The father explained to Action News Now that when his son would get into such states, he and the rest of the family—which, in this case, included his two grandchildren who were not identified as Desmond’s children—would shut themselves in their rooms. “I called [911], and I told them, I said, ‘You can come over here. He’s kicking the door,’ and he’s done that before,” David explained to the news network.

When the two police officers, who remain unidentified but are on paid administrative leave, arrived to the house, they say Desmond was seen “pacing in a small living room area … holding two knives,” O’Brien stated in the press conference. The officers did not succeed in calming Desmond down after attempting to verbally and claim that he then forced them out of the house, shutting the front door behind them.

Once outside, two officers allegedly received information, via another 911 call from David, that Desmond was attempting to break down the door of the room where his father was, so he could stab him, O’Brien says. 

“Due to the now imminent threat to the father and to the two children inside the apartment that was posed by the armed subject,” O’Brien went on, “officers gained entry through the front door apartment in order to protect them.”

At that moment, Desmond was allegedly adjacent to the front door, “in very close proximity to the officers.” After one officer tazed Desmond, he began to “slash” at the officers. That is when they shot him and called medical units. Desmond later died at Enloe Medical Center.

His father says he heard at least seven shots. A witness who spoke to Action News Now says he heard at least 10 shots. Butte County District Attorney Mike Ramsey, also at the press conference, said the victim was shot multiple times but that a number can’t be released until after an autopsy.

Given that the department does not use body cameras, the officers’ statements cannot be confirmed. “No officer or other video evidence exists at this time,” O’Brien said. The Butte County District Attorney’s office immediately launched an investigation into the event, Ramsey said, where investigators are talking to witnesses and canvassing the neighborhood.
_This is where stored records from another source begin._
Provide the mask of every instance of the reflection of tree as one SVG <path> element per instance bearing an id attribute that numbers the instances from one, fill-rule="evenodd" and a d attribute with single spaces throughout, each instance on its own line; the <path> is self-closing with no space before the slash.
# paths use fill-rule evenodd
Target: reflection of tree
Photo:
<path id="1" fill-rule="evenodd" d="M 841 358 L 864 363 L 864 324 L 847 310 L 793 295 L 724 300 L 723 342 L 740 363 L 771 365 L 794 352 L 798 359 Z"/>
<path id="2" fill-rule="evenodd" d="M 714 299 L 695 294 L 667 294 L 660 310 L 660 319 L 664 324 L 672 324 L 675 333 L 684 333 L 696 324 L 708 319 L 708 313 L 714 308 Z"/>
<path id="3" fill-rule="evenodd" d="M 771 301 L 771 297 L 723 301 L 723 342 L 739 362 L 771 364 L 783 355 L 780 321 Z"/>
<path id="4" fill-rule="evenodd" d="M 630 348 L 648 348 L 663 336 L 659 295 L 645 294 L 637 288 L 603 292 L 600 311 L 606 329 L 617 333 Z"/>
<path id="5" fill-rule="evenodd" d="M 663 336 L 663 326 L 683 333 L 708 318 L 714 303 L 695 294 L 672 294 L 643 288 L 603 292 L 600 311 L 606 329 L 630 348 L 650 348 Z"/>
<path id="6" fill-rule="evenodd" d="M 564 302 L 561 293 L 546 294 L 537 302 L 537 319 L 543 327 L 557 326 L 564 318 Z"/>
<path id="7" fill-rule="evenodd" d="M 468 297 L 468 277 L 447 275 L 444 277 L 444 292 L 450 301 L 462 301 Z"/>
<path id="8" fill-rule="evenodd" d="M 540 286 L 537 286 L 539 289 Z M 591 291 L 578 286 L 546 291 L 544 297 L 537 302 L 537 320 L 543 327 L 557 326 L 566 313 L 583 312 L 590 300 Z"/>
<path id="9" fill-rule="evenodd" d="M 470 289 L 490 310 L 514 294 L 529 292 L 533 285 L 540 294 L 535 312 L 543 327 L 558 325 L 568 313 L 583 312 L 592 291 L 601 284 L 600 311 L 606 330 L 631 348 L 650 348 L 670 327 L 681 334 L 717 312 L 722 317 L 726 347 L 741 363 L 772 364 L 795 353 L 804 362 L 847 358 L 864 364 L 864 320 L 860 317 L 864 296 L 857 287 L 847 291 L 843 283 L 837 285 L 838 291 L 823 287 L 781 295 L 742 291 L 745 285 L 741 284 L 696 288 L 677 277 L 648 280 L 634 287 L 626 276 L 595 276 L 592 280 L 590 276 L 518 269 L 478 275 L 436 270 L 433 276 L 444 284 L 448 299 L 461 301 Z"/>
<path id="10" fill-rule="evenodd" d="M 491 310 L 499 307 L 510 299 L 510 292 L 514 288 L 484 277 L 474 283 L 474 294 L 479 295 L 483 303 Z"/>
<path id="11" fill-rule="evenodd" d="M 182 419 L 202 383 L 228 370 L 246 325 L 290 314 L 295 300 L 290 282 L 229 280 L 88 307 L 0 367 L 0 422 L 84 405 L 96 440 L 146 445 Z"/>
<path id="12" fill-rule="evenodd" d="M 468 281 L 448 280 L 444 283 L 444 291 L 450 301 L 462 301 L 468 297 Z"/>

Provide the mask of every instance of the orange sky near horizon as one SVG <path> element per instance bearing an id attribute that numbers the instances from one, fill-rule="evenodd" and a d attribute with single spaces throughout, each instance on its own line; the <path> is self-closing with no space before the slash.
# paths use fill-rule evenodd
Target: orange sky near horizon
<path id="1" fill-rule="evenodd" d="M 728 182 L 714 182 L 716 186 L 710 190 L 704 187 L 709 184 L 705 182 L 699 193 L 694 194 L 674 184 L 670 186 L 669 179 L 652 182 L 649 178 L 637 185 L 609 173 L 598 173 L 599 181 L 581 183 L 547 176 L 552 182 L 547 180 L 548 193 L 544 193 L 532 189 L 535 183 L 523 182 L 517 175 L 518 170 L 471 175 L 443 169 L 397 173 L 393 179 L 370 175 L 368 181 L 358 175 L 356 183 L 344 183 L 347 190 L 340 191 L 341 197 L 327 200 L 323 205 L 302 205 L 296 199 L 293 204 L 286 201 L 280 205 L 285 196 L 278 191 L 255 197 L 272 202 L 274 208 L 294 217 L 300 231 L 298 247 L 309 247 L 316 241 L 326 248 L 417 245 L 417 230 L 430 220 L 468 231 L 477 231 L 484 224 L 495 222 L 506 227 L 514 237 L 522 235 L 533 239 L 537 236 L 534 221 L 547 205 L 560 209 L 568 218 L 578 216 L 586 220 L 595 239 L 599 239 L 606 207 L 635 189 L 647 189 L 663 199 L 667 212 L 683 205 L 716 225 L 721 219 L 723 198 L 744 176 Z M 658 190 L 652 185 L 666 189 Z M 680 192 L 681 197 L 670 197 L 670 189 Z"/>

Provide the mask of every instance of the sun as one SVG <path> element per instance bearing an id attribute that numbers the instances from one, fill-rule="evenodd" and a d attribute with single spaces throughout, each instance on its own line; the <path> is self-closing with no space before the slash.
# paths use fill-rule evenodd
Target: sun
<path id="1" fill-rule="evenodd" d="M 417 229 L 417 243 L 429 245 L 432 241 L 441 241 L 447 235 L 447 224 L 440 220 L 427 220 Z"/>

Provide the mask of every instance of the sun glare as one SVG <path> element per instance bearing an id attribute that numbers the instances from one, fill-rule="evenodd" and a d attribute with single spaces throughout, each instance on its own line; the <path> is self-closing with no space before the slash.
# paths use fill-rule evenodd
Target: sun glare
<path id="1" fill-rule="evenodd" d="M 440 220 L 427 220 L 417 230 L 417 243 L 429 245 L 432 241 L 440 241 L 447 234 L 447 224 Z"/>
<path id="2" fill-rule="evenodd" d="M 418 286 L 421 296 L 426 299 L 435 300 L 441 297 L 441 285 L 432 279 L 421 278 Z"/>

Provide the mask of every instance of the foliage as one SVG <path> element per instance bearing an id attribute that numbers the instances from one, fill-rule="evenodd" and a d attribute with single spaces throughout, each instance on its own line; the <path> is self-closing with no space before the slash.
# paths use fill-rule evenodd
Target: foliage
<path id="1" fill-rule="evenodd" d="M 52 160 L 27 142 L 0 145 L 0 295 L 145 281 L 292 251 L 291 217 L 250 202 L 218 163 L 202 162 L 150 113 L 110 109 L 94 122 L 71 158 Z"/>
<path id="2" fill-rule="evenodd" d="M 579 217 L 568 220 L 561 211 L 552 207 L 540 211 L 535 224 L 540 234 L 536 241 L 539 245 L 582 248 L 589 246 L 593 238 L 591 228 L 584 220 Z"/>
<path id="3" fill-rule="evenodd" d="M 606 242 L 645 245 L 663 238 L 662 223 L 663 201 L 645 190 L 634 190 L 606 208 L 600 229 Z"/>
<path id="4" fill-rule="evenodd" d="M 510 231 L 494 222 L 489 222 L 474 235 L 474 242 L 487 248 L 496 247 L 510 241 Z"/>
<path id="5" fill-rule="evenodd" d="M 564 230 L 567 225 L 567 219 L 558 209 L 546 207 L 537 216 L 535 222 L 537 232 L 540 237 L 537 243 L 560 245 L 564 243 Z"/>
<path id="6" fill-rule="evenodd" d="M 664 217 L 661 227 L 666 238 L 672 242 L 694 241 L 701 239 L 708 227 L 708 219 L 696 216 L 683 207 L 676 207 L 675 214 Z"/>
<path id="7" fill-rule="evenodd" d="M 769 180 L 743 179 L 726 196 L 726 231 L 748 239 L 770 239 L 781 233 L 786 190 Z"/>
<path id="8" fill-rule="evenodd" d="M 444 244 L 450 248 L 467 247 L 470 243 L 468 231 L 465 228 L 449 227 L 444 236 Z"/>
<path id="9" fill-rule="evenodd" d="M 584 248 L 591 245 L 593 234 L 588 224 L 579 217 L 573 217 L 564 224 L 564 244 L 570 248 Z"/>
The investigative team includes “seasoned investigators from all of the various law enforcement agencies in Butte County,” he said.

Desmond’s brother, whose name is also David, wrote in a GoFundMe page  launched in Desmond’s honor that Desmond was holding a butter knife. He also explains that his brother suffers from seizures, which cause “him to space out and [not] know what he’s doing.” So far, the family has raised $2,347. 

Desmond is the 54th Black man to die at the hands of police this year, according to The Washington Post’s database. Mental illness played a role in one in five of the 2017 incidents, per the Post. Last year, Alfred Olango, 30, and Deborah Danner, 66, died after officers killed them during mental health episodes where family or neighbors requested aid.

*The post has been corrected to reflect that Desmond died March 17, not March 18, and the press conference was on March 18.